Nieuwe tarieven in box 3
Kleine spaarders gaan in 2017 minder box 3-belasting betalen. Mensen met een vermogen boven een ton in box 3 worden zwaarder belast. Sommigen van hen zijn al op zoek naar alternatieven, zegt Ben van der Sluis, belastingadviseur bij VvAA.

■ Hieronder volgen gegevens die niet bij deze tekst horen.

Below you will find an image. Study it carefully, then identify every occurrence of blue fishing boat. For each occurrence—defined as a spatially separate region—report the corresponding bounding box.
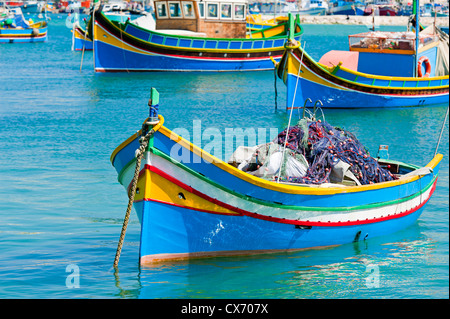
[70,11,155,51]
[111,89,442,264]
[277,8,449,109]
[328,0,365,16]
[0,7,47,43]
[89,0,302,72]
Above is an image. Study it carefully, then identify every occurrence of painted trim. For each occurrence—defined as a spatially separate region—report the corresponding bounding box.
[139,165,437,227]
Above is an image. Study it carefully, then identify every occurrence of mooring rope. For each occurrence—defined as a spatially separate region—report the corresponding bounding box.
[114,129,155,267]
[434,106,449,156]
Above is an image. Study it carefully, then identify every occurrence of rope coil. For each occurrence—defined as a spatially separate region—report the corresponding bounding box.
[114,129,155,267]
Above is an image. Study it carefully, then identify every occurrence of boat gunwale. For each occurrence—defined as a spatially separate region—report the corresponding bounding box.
[288,43,449,91]
[110,115,443,195]
[95,12,303,53]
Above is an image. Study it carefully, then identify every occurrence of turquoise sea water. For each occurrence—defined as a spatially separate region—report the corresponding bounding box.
[0,16,449,299]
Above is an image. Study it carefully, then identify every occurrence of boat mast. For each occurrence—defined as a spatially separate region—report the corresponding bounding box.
[413,0,420,76]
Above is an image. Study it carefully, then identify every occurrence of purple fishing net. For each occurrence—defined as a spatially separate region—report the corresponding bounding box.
[274,119,397,185]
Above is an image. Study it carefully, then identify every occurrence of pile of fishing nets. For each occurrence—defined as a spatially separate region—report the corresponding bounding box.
[232,118,397,185]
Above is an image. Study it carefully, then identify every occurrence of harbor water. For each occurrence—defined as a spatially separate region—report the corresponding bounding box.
[0,15,449,299]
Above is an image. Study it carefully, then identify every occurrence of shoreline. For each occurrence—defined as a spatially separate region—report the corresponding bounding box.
[294,15,449,27]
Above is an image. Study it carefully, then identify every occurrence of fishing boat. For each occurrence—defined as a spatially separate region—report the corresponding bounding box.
[328,0,365,16]
[89,0,302,72]
[249,0,328,16]
[111,89,442,264]
[364,0,403,16]
[246,14,288,31]
[68,11,155,51]
[0,7,47,43]
[277,9,449,109]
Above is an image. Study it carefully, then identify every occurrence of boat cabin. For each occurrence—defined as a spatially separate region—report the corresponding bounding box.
[154,0,247,38]
[319,31,442,77]
[349,31,439,76]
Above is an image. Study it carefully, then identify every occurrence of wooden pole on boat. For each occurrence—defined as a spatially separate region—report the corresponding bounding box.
[79,23,87,73]
[114,145,145,267]
[413,0,420,76]
[277,18,306,183]
[114,88,159,268]
[434,106,449,156]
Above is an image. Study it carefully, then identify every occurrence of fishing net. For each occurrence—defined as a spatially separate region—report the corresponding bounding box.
[273,118,396,185]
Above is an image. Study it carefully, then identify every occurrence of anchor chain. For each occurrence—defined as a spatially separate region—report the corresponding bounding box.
[114,124,155,267]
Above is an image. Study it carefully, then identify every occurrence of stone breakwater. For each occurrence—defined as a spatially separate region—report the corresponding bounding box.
[286,15,449,26]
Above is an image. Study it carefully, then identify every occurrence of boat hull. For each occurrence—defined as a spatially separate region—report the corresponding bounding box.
[328,4,364,16]
[111,119,442,264]
[0,26,47,43]
[72,26,94,51]
[94,14,301,72]
[278,43,449,109]
[135,196,424,264]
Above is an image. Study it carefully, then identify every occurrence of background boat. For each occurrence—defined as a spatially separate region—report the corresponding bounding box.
[277,10,449,109]
[89,0,302,72]
[0,7,47,43]
[249,0,328,16]
[364,0,400,17]
[328,0,365,16]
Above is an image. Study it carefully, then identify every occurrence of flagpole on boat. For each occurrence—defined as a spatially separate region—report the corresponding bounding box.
[413,0,420,76]
[434,106,449,157]
[277,12,306,183]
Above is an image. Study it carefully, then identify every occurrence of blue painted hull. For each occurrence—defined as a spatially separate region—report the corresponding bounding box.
[111,119,442,264]
[93,13,303,72]
[286,74,448,108]
[139,201,423,259]
[94,41,281,72]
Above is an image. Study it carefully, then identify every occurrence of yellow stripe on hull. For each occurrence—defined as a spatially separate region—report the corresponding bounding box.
[135,164,239,215]
[283,51,448,91]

Het kabinet-Rutte presenteerde vorig jaar een schijvenstelsel voor vermogen in box 3. In elke schijf geldt een ander fictief rendement en is dus een ander bedrag aan belasting verschuldigd. Van der Sluis legt uit: “Al jaren betaalt iedereen 30 procent rendementsbelasting over het spaargeld en vermogen in box 3, gebaseerd op een vast fictief rendement van 4 procent. Dit komt neer op een belastingheffing van 1,2 procent. Het tarief van 30 procent blijft in 2017 intact, maar voor mensen met een vermogen van 100.000 euro tot een miljoen wordt voor het vermogen in deze schijf de vermogensrendementsheffing verhoogd naar 4,7 procent. Per saldo gaan zij 1,41 procent belasting betalen. Voor het vermogen vanaf een miljoen geldt een forfaitair rendement van 5,5 procent. Per saldo betekent dat 1,65 procent belasting.”
Wie onder de grens van een ton zit, gaat minder belasting over zijn vermogen betalen. Van der Sluis: “Nu heft de fiscus op basis van het forfaitair rendement 4 procent over spaargeld vanaf 21.330 euro. Vanaf volgend jaar geldt een vrijstelling van 25.000 euro. Bovendien wordt de rendementsheffing tot een ton verlaagd naar 2,9 procent; niet onlogisch gezien de extreem lage spaarrentes op dit moment. Voor deze spaarders daalt de vermogensbelasting per saldo van 1,2 procent naar 0,87 procent.”
Door de nieuwe tarieven per 1 januari 2017 zoeken mensen die vermogend zijn naar alternatieven. “Zij kiezen er bijvoorbeeld voor om vermogen aan een eigen bv te lenen of vermogen als kapitaalstorting over te hevelen naar een eigen bv”, zegt Van der Sluis. “In een bv wordt namelijk belasting geheven over de ontvangen rente en niet over een fictieve opbrengst van 4,7 of 5,5 procent.”